Incremental value streaming. skeino subscribes to both LangGraph's messages and values streams and emits values events whose messages list grows token-by-token as agent nodes produce output. This is what powers live "typing" UIs.

  • Only nodes you declare as agent nodes (SkeinoSettings.agent_nodes) contribute streamed message chunks.
  • If you configure a status_field, new entries appended to that state-list field are emitted as separate status events ({"message": "..."}), useful for surfacing pipeline progress.

Passes LangGraph's astream_events (v2) output straight through as events events — the full event firehose, serialized as-is.

updates, messages, messages-tuple, tasks, checkpoints, debug, custom — skeino calls graph.astream(stream_mode=...) and forwards each chunk under an event name matching the mode.

The recognised modes are values, messages, messages-tuple, tasks, checkpoints, updates, events, debug, and custom.

Output filtering

If your graph declares an output_schema, skeino only emits the fields that schema declares, so internal state never leaks onto the wire.

Resilience

Streaming runs are hardened against transient backend failures:

  • Retry with backoff. If the graph stream fails before any event has been delivered with a retriable error (timeouts, SSL/connection/syscall errors, "could not receive data from server"), skeino retries with exponential backoff — up to a small number of attempts.
  • No replay after delivery. Once any event has reached the client, skeino does not retry — retrying would duplicate already-streamed output. The error surfaces instead.
  • Permanent errors fail fast. Programming errors (ValueError, KeyError, …) are never retried.
  • Disconnect handling. A client disconnect (CancelledError) marks the run interrupted and releases the thread lock in a finally block, so a dropped connection never wedges the thread.

Serialization on the wire

skeino normalises data in both directions:

Inbound — request input is converted to LangGraph-native objects. In particular, an input.messages list is converted to LangChain message objects, and run config is merged with the thread/checkpoint/run identifiers LangGraph needs.

Outbound — graph state is serialized to JSON-safe values.
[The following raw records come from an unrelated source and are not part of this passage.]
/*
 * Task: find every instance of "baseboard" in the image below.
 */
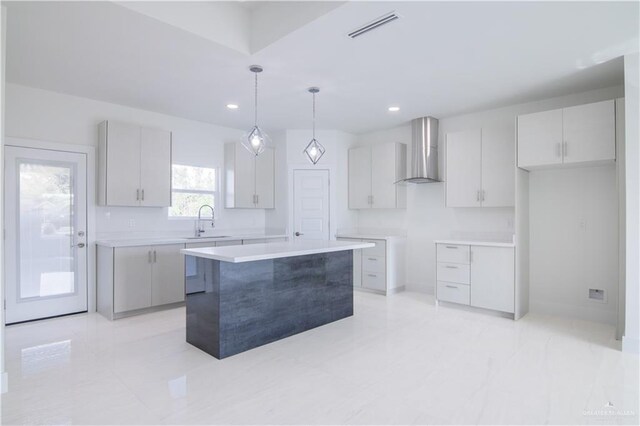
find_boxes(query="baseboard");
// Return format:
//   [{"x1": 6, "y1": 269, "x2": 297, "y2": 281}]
[
  {"x1": 0, "y1": 371, "x2": 9, "y2": 393},
  {"x1": 622, "y1": 336, "x2": 640, "y2": 354}
]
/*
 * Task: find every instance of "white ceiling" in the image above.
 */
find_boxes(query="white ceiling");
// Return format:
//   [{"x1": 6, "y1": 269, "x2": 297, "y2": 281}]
[{"x1": 3, "y1": 2, "x2": 639, "y2": 133}]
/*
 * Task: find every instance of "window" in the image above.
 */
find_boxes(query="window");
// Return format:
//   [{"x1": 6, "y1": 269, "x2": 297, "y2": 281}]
[{"x1": 169, "y1": 164, "x2": 217, "y2": 218}]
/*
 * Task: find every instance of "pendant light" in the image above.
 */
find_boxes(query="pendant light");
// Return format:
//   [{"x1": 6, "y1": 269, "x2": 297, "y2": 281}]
[
  {"x1": 303, "y1": 87, "x2": 325, "y2": 164},
  {"x1": 242, "y1": 65, "x2": 271, "y2": 157}
]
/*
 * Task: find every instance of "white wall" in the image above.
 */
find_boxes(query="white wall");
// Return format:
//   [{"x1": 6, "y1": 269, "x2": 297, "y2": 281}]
[
  {"x1": 356, "y1": 86, "x2": 623, "y2": 320},
  {"x1": 622, "y1": 52, "x2": 640, "y2": 352},
  {"x1": 6, "y1": 84, "x2": 265, "y2": 238},
  {"x1": 0, "y1": 6, "x2": 8, "y2": 392}
]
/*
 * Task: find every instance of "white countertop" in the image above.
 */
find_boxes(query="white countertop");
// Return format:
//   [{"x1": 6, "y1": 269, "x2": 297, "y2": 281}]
[
  {"x1": 96, "y1": 234, "x2": 287, "y2": 247},
  {"x1": 434, "y1": 240, "x2": 516, "y2": 247},
  {"x1": 336, "y1": 231, "x2": 407, "y2": 241},
  {"x1": 180, "y1": 240, "x2": 375, "y2": 263}
]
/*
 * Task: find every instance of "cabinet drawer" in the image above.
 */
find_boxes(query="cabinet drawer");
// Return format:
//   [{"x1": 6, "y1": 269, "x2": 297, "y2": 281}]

LangChain messages get a stable shape:

  • AI/human/system: {"id", "type", "content", "tool_calls"?, "additional_kwargs"?}
  • tool: {"id", "type": "tool", "tool_call_id", "name", "content"}

Multi-block message content is flattened to a single string, UUIDs and datetimes are stringified, and arbitrary objects fall back to their public attributes.

Summary of event types

Event When Payload
metadata first, always {run_id, thread_id, run}
values values mode {messages: [...], ...} (grows incrementally)
status values mode, if status_field set {message}
events events mode raw LangGraph v2 event
updates / messages / tasks / checkpoints / debug / custom matching mode LangGraph chunk for that mode
end terminal, success {run_id, status: "success", usage: {total_tokens}}
error terminal, failure {detail, run_id}

See Threads & runs for run lifecycle and the HTTP reference for the request schema.